Generalized Pose Space Embeddings for Training In-the-Wild using Anaylis-by-Synthesis

Dominik Borer,Jakob Buhmann,Martin Guay
2024-11-13
Abstract:Modern pose estimation models are trained on large, manually-labelled datasets which are costly and may not cover the full extent of human poses and appearances in the real world. With advances in neural rendering, analysis-by-synthesis and the ability to not only predict, but also render the pose, is becoming an appealing framework, which could alleviate the need for large scale manual labelling efforts. While recent work have shown the feasibility of this approach, the predictions admit many flips due to a simplistic intermediate skeleton representation, resulting in low precision and inhibiting the acquisition of any downstream knowledge such as three-dimensional positioning. We solve this problem with a more expressive intermediate skeleton representation capable of capturing the semantics of the pose (left and right), which significantly reduces flips. To successfully train this new representation, we extend the analysis-by-synthesis framework with a training protocol based on synthetic data.
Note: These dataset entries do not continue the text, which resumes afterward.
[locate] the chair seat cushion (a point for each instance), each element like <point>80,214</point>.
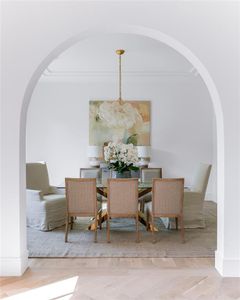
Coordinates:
<point>52,197</point>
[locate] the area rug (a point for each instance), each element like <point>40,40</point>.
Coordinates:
<point>199,242</point>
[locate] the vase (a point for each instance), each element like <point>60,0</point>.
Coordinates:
<point>125,174</point>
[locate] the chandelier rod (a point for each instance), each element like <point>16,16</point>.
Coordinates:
<point>119,53</point>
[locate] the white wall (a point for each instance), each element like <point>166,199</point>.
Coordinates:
<point>181,124</point>
<point>35,32</point>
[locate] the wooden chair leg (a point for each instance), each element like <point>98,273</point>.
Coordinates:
<point>108,229</point>
<point>137,230</point>
<point>182,230</point>
<point>176,221</point>
<point>100,219</point>
<point>66,228</point>
<point>152,229</point>
<point>95,231</point>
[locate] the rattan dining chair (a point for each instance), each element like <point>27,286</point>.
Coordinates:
<point>81,198</point>
<point>147,175</point>
<point>167,201</point>
<point>122,202</point>
<point>90,173</point>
We show that our representation results in less flips and more accurate predictions. Our approach outperforms previous models trained with analysis-by-synthesis on standard benchmarks.
Computer Vision and Pattern Recognition,Human-Computer Interaction
What problem does this paper attempt to address?
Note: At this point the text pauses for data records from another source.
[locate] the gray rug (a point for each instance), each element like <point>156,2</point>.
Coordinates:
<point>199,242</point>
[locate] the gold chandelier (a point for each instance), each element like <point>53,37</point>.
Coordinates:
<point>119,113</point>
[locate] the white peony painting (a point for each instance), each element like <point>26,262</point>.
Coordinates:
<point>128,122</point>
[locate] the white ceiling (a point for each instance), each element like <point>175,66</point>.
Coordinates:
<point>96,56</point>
The problem that this paper attempts to solve is the dependence of modern pose estimation models on large - scale manually - annotated datasets during the training process. These datasets are not only costly but also may not cover all the diversities of human poses and appearances in the real world. With the development of neural rendering technology, the method of not only predicting poses but also rendering poses through the analysis - by - synthesis framework has become increasingly attractive, and this method can reduce the need for large - scale manual annotation work. However, there is a major problem in the existing analysis - by - synthesis - based methods: due to the use of simple intermediate skeleton representations, many left - right flips occur in the prediction results, which not only reduces the accuracy but also hinders the acquisition of downstream knowledge such as 3D positioning. For this reason, this paper proposes a more expressive intermediate skeleton representation method that can capture the semantics of poses (such as left - right distinction), thereby significantly reducing the flipping phenomenon. In order to successfully train this new representation method, the author extends the analysis - by - synthesis framework and introduces a training protocol based on synthetic data. The experimental results show that this method outperforms previous analysis - by - synthesis - trained models in standard benchmark tests. Specifically, the main contributions of the paper include: 1. **Proposing a multi - channel pose representation**: It solves the left - right flipping problem in existing methods caused by single - channel skeleton representations and improves the accuracy of pose prediction. 2. **Extending the analysis - by - synthesis framework**: It introduces a pre - training step based on synthetic data, providing better conditions for subsequent unsupervised fine - tuning using real data. 3. **Performance on standard benchmark tests**: On the Human3.6M dataset, this method not only achieves better performance than the baseline model on multiple actions but also further improves the accuracy through fine - tuning with specific data. Through these improvements, the paper provides a more efficient and accurate pose estimation method, especially suitable for unlabeled video data in wild - field scenarios.